APELAÇÃO CÍVEL (198) Nº 5147653-71.2020.4.03.9999
RELATOR: Gab. 23 - JUIZ CONVOCADO FERNANDO MARCELO MENDES
APELANTE: NEUSA MENDES NOGUEIRA
Advogado do(a) APELANTE: AUGUSTINHO BARBOSA DA SILVA - SP159063-N
APELADO: INSTITUTO NACIONAL DO SEGURO SOCIAL - INSS
OUTROS PARTICIPANTES:
APELAÇÃO CÍVEL (198) Nº 5147653-71.2020.4.03.9999
RELATOR: Gab. 23 - JUIZ CONVOCADO FERNANDO MARCELO MENDES
APELANTE: NEUSA MENDES NOGUEIRA
Advogado do(a) APELANTE: AUGUSTINHO BARBOSA DA SILVA - SP159063-N
APELADO: INSTITUTO NACIONAL DO SEGURO SOCIAL - INSS
OUTROS PARTICIPANTES:
R E L A T Ó R I O
“Ante o exposto requer:
I – Seja concedido os benefícios da assistência judiciária gratuita visto que a autora no momento esta desempregada e não tem condições de arcar com as custas processuais sem comprometer seu sustento.
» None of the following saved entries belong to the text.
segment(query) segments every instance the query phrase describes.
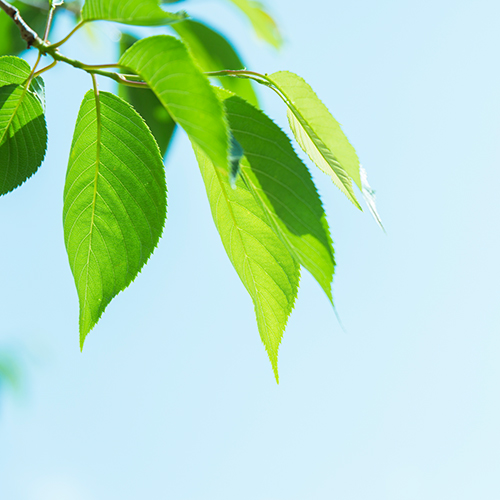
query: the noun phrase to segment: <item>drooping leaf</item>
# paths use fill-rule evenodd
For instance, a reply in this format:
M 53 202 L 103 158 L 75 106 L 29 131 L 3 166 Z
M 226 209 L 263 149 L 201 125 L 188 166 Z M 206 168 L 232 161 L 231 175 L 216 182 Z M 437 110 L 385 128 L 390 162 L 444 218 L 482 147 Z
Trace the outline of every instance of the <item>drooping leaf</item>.
M 297 296 L 299 266 L 241 177 L 232 189 L 227 172 L 215 167 L 199 147 L 193 147 L 215 225 L 252 298 L 260 337 L 278 381 L 278 348 Z
M 222 103 L 180 40 L 162 35 L 144 38 L 122 55 L 120 64 L 140 75 L 190 139 L 219 168 L 227 169 Z
M 290 253 L 333 303 L 332 240 L 309 170 L 285 133 L 262 111 L 234 95 L 224 105 L 231 132 L 245 153 L 241 175 L 246 186 Z
M 157 0 L 86 0 L 82 21 L 114 21 L 134 26 L 165 26 L 186 19 L 185 12 L 164 11 Z
M 80 303 L 80 345 L 147 262 L 166 218 L 163 163 L 142 118 L 106 92 L 82 102 L 64 188 L 64 239 Z
M 279 71 L 267 78 L 288 105 L 288 120 L 300 147 L 361 209 L 351 182 L 352 179 L 361 189 L 358 156 L 339 123 L 300 76 Z
M 29 74 L 26 61 L 0 57 L 0 194 L 31 177 L 42 164 L 47 148 L 42 103 L 25 88 Z
M 203 71 L 243 69 L 240 56 L 232 44 L 220 33 L 197 21 L 186 20 L 172 25 L 182 41 L 188 46 L 193 58 Z M 250 80 L 244 78 L 221 78 L 224 88 L 238 94 L 255 106 L 257 96 Z
M 255 33 L 276 48 L 281 47 L 283 38 L 274 19 L 260 2 L 253 0 L 230 0 L 252 23 Z
M 137 38 L 128 33 L 122 33 L 120 54 L 123 54 L 135 42 L 137 42 Z M 118 94 L 122 99 L 132 104 L 135 110 L 144 118 L 164 158 L 174 135 L 175 122 L 158 100 L 158 97 L 152 90 L 138 89 L 126 85 L 119 85 Z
II – Preliminarmente, que na melhor forma de direito, através dos documentos em anexo que comprovam a verossimilhança das alegações e o perigo iminente da demora, preenchendo assim os requisitos da legislação pertinente, vem requerer LIMINAR DE ANTECIPAÇÃO DA TUTELA, para que o Instituto requerido pague provisoriamente o equivalente a 01 (um) (oitocentos e oitenta reais), conforme disposto no artigo 311 incisos I e IV, tendo em vista que a aposentadoria tem por fim o mínimo para a subsistência digna de caráter alimentar, agravando-se pelo fato da autora ser hipertensa e diabética.
III – Deferida a tutela, se digne Vossa Excelência em mandar citar o requerido no endereço mencionado no preambulo desta, para querendo no prazo legal, conteste a presente, sob pena de revelia e confissão.
IV - Ao final seja JULGADO TOTALMENTE PROCEDENTE o pedido, reconhecendo o direito a aposentadoria especial computando todo o período trabalhado em usinas como insalubre, sendo o Instituto condenado a pagar todos os benefícios negados desde seu pedido administrativamente, com as devidas correções legais, condenando-o ainda ao pagamento das custas processuais e honorários advocatícios no importe de 20% sobre o valor da condenação.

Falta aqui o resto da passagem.